The Mets names still look louder than the production
Francisco Lindor is at a .600 OPS through 22 games. Bo Bichette is at .538. Mark Vientos is at .616. Luis Robert is the only major piece in this confirmed lineup above a .700 OPS, and he is at .737.
That is the disconnect this game creates. The New York lineup sounds dangerous when you read the names, but the actual production has not backed that up for two weeks.
The starting pitcher split explains the price, not the whole game
Nolan McLean has been strong with a 2.28 ERA and 0.76 WHIP across four starts. Simeon Woods Richardson has struggled at 6.10 ERA and 1.60 WHIP over four starts.
That gap is real, and it is the biggest reason the Mets are favored. But that part is already priced in. The question is whether it is enough to make a team on a 10-game skid without Soto trustworthy at this number.
The weather leans toward a tighter game
Citi Field is sitting around 46 degrees with an 11 mph right-to-left wind. That is not ideal hitting weather, and it helps flatten some home run variance.
That matters for an underdog because a lower-scoring game creates more pressure on the favorite to cash every limited chance. Right now the Mets have not shown they can handle that pressure consistently.

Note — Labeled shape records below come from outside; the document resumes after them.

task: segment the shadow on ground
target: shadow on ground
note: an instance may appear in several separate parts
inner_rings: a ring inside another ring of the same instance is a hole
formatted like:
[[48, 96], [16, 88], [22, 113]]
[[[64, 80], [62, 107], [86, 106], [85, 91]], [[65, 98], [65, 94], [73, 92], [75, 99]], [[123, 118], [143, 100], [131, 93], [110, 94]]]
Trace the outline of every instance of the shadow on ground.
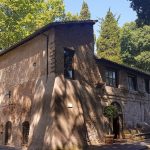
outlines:
[[90, 146], [86, 150], [148, 150], [147, 146], [140, 144], [113, 144]]

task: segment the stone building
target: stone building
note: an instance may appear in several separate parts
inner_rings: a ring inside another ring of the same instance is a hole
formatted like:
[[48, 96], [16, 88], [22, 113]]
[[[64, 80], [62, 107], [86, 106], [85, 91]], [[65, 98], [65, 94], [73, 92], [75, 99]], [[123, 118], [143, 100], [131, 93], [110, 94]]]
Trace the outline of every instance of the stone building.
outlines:
[[148, 126], [150, 75], [96, 58], [94, 24], [50, 23], [0, 52], [0, 144], [55, 150], [103, 143], [108, 105], [119, 112], [117, 137]]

There is no season-series baggage here
These teams have not met yet this season. There is no head-to-head pattern forcing the handicap in either direction, so the best read is still current form and current health.

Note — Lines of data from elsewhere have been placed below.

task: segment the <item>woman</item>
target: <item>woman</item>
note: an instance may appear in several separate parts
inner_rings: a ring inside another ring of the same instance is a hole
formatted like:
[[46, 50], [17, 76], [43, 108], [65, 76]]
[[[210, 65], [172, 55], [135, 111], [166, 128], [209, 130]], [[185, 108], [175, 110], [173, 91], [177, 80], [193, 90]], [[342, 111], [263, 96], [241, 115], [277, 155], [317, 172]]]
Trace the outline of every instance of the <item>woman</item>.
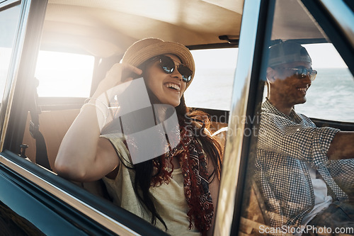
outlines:
[[[136, 42], [81, 108], [61, 144], [55, 170], [78, 181], [103, 178], [115, 203], [169, 234], [211, 234], [222, 149], [207, 131], [205, 113], [190, 111], [184, 103], [183, 95], [194, 70], [190, 52], [181, 44], [156, 38]], [[117, 85], [120, 91], [128, 91], [132, 77], [141, 77], [151, 103], [167, 106], [156, 106], [160, 108], [154, 110], [156, 120], [166, 120], [171, 113], [169, 107], [175, 108], [179, 142], [174, 147], [170, 138], [164, 154], [132, 164], [139, 145], [116, 128], [120, 119], [110, 120], [109, 103], [104, 98]]]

On those two fronts, Minnesota has the steadier offensive case and the less alarming lineup environment tonight.
The obvious risk
The danger is straightforward. Woods Richardson has not pitched well enough yet, and McLean has. If New York gets six clean innings from its starter, this can look obvious in the wrong direction.
That is the tax you pay backing a dog. But the market is already charging a full favorite price on a team that has not won once in 10 games and has barely scored doing it.
Decision
You do not need Minnesota to be the better overall team to make this bet make sense. You need the Twins to keep bringing the more functional offense into a game where the favorite has looked broken at the plate and is still missing Soto.
The Mets can absolutely win behind McLean if he shoves again. That part is real. But asking the colder lineup on the board to justify -162 is too much. Twins ML is the side tonight.